Réuni en session plénière à Strasbourg, le Parlement européen a officiellement approuvé le 24 novembre, la nouvelle directive relative au «paquet de réformes des télécommunications». Proposé par Bruxelles fin 2007, le texte fixe notamment de nouvelles règles pour les relations entre opérateurs et consommateurs. Revue de l’essentiel.
La nouvelle disposition la plus débattue du «Paquet Télécoms» portait sur «la mesure dans laquelle l’accès à l’internet devrait et pourrait être protégé par le droit communautaire, ainsi que les garanties de procédure et judiciaires en faveur des internautes». Ce débat a été initié par l’amendement 138, dit «Bono/Cohn-Bendit»(1), riposte collatérale du débat français sur la loi Hadopi 1. Ainsi, selon la Commission européenne, 500 millions d’Européens devraient bientôt profiter d’un choix plus large grâce au renforcement de la concurrence sur les marchés européens des télécommunications, d’une plus grande diffusion de l’Internet à haut débit et d’une protection accrue du droit au respect de la vie privée.
Les principales mesures
Possibilité de changer d’opérateur de téléphonie fixe ou mobile en un seul jour ouvrable tout en conservant son numéro. Actuellement, dans l’UE, changer d’opérateur prend en moyenne 8,5 jours pour un numéro de téléphone mobile et 7,5 jours pour un numéro de téléphone fixe, certains consommateurs devant parfois attendre deux à trois semaines. Les opérateurs devront également offrir à leurs clients la possibilité de conclure un contrat d’une durée maximale de douze mois.

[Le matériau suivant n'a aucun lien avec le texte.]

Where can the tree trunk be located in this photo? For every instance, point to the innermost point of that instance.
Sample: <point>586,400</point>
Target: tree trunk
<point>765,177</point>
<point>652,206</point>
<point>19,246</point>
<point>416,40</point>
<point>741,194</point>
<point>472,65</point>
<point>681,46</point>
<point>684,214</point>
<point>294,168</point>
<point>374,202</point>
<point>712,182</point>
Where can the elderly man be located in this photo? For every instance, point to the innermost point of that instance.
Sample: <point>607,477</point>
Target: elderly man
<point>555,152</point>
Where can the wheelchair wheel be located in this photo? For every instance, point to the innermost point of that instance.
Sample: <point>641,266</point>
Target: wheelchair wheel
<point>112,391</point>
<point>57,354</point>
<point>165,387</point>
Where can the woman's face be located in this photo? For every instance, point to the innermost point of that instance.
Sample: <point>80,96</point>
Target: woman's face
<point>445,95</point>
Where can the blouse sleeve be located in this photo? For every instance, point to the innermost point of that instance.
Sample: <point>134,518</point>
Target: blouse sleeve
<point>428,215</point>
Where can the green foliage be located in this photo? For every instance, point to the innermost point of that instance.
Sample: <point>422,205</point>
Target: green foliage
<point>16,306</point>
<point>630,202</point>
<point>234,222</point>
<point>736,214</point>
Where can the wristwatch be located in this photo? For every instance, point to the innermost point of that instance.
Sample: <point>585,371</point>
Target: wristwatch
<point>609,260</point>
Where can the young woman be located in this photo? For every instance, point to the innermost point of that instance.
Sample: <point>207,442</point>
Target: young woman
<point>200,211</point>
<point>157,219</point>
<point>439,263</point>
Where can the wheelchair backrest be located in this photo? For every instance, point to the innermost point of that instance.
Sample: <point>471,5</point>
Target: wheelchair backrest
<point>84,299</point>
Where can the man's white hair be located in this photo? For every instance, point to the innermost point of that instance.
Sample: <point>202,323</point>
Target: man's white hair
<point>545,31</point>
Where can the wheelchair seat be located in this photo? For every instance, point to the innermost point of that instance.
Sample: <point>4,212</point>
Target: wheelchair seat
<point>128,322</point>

L’accès à Internet, droit fondamental. La nouvelle directive affirme le droit fondamental des consommateurs européens à l’accès à l’Internet : « Étant donné que l’Internet est essentiel pour l’éducation et pour l’exercice pratique de la liberté d’expression et l’accès à l’information, toute restriction imposée à l’exercice de ces droits fondamentaux devrait être conforme à la Convention européenne de sauvegarde des droits de l’homme et des libertés fondamentales». La Commission devrait lancer une vaste consultation publique à ce sujet. Les mesures restreignant l’accès à Internet doivent en conséquence être appropriées, proportionnées et nécessaires dans une société démocratique. En particulier, elles doivent respecter la présomption d’innocence et le droit à la vie privée. Autrement dit, les réglementations prises par un État membre concernant l’accès à Internet, par exemple afin de lutter contre la pédopornographie ou d’autres activités illicites, doivent garantir le droit à une procédure équitable et impartiale, y compris le droit à être entendu en temps utile et à un recours juridictionnel effectif.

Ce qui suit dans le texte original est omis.